Long statements that would run off the page should be split
in a logical manner and should be indented at least 3 spaces.

(3) Each statement begins on a new line.

(4) Identifiers must be meaningful - variable, constant, method, class names

(5) C++ is case sensitive.
Class names should start with a capital letter and use mixed case.
variable and method names should start with a lower case letter and use
mixed case.
CONSTANTS should be all capitals and use underscore to separate words.

(6) Comment all variables, constants, methods, classes, lines of code, etc.
whose meaning would not be obvious to a beginning programmer.
Names like temp and button3 are not meaningful. (Often, a better name
for a variable can be found in the comment. Then you don't need
the comment any more!)

(7) Blank lines separate logical blocks of code.

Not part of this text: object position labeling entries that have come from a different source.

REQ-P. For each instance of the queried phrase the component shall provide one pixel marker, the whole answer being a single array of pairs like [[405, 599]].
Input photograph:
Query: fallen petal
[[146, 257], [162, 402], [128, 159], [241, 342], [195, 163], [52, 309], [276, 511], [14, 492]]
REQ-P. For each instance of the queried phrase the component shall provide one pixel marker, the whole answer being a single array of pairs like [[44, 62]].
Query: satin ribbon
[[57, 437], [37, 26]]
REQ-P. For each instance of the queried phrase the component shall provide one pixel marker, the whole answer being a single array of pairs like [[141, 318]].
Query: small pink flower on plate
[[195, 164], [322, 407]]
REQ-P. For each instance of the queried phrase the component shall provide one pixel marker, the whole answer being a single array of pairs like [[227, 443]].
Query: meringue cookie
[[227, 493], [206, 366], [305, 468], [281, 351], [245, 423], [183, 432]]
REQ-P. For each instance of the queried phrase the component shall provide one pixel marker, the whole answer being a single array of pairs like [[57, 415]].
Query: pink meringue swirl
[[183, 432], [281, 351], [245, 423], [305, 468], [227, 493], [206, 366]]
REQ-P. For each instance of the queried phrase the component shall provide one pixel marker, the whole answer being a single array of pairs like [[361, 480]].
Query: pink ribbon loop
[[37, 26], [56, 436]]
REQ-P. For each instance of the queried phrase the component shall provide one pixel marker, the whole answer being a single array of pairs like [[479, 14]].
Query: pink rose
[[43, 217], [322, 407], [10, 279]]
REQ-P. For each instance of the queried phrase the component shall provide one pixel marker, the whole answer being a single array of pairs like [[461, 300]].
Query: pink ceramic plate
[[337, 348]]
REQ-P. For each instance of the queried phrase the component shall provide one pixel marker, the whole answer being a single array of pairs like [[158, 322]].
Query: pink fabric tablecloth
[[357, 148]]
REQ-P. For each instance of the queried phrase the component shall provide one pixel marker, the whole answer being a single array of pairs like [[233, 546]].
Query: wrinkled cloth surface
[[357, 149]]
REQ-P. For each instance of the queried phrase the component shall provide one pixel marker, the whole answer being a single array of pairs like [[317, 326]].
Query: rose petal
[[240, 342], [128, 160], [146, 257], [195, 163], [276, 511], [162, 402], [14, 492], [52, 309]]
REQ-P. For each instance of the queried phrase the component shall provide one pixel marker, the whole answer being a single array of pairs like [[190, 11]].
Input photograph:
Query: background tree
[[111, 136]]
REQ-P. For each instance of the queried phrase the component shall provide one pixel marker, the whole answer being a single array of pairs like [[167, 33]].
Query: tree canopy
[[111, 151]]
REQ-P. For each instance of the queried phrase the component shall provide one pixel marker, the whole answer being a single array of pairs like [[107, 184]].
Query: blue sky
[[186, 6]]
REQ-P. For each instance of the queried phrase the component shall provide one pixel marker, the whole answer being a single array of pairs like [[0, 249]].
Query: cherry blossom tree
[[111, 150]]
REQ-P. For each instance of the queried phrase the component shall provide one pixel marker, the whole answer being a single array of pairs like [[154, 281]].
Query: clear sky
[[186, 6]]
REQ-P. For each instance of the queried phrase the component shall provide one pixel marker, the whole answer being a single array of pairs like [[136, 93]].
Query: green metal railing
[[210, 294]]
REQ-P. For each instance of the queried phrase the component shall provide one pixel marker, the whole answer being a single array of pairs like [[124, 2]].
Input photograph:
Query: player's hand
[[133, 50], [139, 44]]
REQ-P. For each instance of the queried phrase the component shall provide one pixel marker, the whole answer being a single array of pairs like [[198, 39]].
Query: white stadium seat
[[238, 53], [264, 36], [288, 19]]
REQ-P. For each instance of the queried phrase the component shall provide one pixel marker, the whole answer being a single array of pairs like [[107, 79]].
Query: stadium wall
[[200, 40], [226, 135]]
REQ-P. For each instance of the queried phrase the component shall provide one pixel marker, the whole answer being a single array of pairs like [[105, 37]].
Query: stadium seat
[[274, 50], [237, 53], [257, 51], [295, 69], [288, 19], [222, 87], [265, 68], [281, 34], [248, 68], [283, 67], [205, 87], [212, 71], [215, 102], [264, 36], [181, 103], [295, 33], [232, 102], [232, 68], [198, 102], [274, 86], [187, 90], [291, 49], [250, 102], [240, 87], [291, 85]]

(8) Comment logical blocks of code (like chapter titles in a book).

(9) Left braces { must appear on a new line right under the first character
of the previous line. Right braces } must line up with the corresponding left
brace and have a comment telling what is ending. For example:

#include <iostream>
using namespace std;
int main()
{
cout << "Hello, World!\n";
return 0;
}//main

(10) Indent 3 spaces inside each pair of {} or each control statement.
(Use a fixed width font (Monaco, Courier, etc.) so the spaces show up.)

while (x < 5)
x += 5;

while (y > 7)
{
x++;
y += x + z;
z = y + x;
} // while

(11) Put a space before and after all binary operators.